Las negociaciones que siguieron fueron bastante difíciles por muchas razones. No sólo los temas eran complejos y había que superar la desconfianza entre las partes, sino que debieron llevarse a cabo en medio de una terrible crisis financiera que se registró en el país al inicio de la Administración del nuevo gobierno. La crisis económica tuvo que ser enfrentada firmemente, con acciones dolorosas pero necesarias –y obviamente impopulares–, todo lo cual creó un ambiente político poco propicio para la negociación.

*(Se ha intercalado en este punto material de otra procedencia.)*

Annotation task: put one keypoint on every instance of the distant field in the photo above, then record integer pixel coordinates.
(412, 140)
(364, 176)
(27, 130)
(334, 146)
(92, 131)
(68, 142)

Tuve claro que las duras decisiones que debía tomar animarían a políticos oportunistas y demagogos, a lucrar políticamente con la situación. No me importó: mi deber no era ser popular sino hacer lo necesario para que México superara la amenaza de sumirse en el estancamiento económico y el retroceso social por muchos años. Con el esfuerzo de todos, se logró y en los siguientes 5 años, la economía del país creció a un promedio anual considerablemente mayor al registrado en 2 décadas, al tiempo que pudieron emprenderse políticas sociales que combatían frontalmente la pobreza. Esto se hizo sin condicionamientos políticos o clientelismos electorales, pues tales condicionamientos son el trato más indigno y humillante a los grupos menos favorecidos.

Pese a las dificultades, al cabo de 18 meses de arduos esfuerzos, el proceso llegó a una conclusión satisfactoria: todos los partidos acordaron una importante reforma constitucional que cambió radicalmente las instituciones, normas y procedimientos electorales.

Como resultado de esa reforma, el Instituto Federal Electoral (IFE) se volvió verdaderamente autónomo respecto al Ejecutivo. Entre muchos resultados importantes, la reforma estableció condiciones precisas para el financiamiento y el acceso a los medios de comunicación de los partidos políticos y sus candidatos a fin de garantizar la equidad en la competencia electoral. Asimismo, se estipuló el principio de que la autoridad electoral debe contar con recursos presupuestarios suficientes para cumplir con los más altos estándares en recursos humanos, equipo y todas las demás capacidades necesarias que exijan el cumplimiento de su responsabilidad crucial de proteger el voto de los ciudadanos. La protección de este derecho fue reforzada con la creación de un Tribunal Electoral Federal autónomo dentro del Poder Judicial para resolver todas las controversias electorales, al tiempo que dio a la Suprema Corte el poder de decidir sobre la constitucionalidad de las leyes electorales tanto a nivel federal como estatal.

Gracias a la reforma de 1996, los ciudadanos de la Ciudad de México obtuvieron el derecho a elegir democráticamente a su alcalde, en lugar de que el cargo fuese designado por el presidente, como había sido el caso durante mucho tiempo. En virtud de esa reforma, tanto el actual presidente de México como la próxima presidenta, fueron elegidos democráticamente para dirigir el gobierno de la ciudad.

La reforma de 1996 estableció las condiciones para que México tuviera por fin elecciones competitivas, imparciales y justas; en una palabra, impecables, como me había comprometido. Se contó con la participación honorable y enriquecedora de los dirigentes de todos los partidos políticos de entonces, a quienes siempre he guardado respeto y gratitud.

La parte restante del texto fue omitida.